A few months ago, author William Gumede described Zuma as someone with a narcissistic personality disorder — a set of traits defined by Austrian psychoanalyst Heinz Kohut as “including an exaggerated sense of superiority, a lack of self-awareness about the impact of their behaviour and having a disdain for others, who they devalue to validate their own grandiosity”. These people lack empathy, have a distorted sense of reality and are incapable of seeing anything from anyone else’s perspective. Narcissists like Zuma, Gumede argues, can’t accept responsibility and don’t care if they take down entire countries with them. The events at Nkandla, sadly for Zuma, only reinforced that perspective.
The Press Ombudsman panel dismissed a complaint by Ronald Suresh Roberts (also known as Robert Kevin Roberts) against The Weekender newspaper this week. The paper reported late last year that Roberts had been charged with plagiarism by Aids denialist Anthony Brink for lifting passages from Brink’s unpublished book and using it in his “biography” of President Thabo Mbeki, Fit to Govern.

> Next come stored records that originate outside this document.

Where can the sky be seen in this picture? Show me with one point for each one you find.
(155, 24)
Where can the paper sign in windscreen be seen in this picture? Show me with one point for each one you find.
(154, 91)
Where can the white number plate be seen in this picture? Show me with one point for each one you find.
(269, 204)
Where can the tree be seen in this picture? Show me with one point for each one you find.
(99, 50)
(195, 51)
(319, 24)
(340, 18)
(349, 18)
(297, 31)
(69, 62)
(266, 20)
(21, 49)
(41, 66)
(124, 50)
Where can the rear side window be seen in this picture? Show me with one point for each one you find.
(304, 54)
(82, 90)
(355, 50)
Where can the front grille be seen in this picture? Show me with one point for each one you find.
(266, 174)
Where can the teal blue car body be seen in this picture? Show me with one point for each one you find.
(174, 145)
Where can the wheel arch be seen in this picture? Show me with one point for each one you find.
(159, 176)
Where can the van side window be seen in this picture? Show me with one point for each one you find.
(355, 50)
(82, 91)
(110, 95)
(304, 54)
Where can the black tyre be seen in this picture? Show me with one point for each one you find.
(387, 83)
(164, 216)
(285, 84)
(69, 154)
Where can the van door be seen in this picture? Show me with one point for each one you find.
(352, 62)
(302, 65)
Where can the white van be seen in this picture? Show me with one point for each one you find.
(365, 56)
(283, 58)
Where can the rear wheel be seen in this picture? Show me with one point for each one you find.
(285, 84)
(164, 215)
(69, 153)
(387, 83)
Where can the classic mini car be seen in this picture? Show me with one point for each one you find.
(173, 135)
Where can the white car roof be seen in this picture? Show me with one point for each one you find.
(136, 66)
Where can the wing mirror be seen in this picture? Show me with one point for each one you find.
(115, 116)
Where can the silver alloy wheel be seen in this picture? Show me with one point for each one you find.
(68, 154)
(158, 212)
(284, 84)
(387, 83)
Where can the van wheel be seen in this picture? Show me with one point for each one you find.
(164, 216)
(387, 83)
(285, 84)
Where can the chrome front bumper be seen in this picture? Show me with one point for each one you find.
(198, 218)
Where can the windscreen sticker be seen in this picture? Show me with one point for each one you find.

Roberts was particularly upset by the poster of the newspaper titled Suresh Roberts caught cribbing because, he argued, it elevated the claims by Brink to the status of fact. The Press Ombudsman panel rejected his argument, stating that it was a fair reflection of the story and that the story was fair.
Significantly The Weekender editor, Peter Bruce, argued that this was so because the:
The Weekender believes that the publication was true or at least that they reasonably believed the facts to be true. The evidence appears on a balance of probabilities in relation to the plagiarism charge to bear fruit. The same applies to the billboard.” Bruce repeated this at the hearing: “The poster was true – he (Roberts) is a plagiarist.”
The Ombudsman panel found in favour of the newspaper, in effect endorsing the view of the newspaper that Roberts is a plagiarist.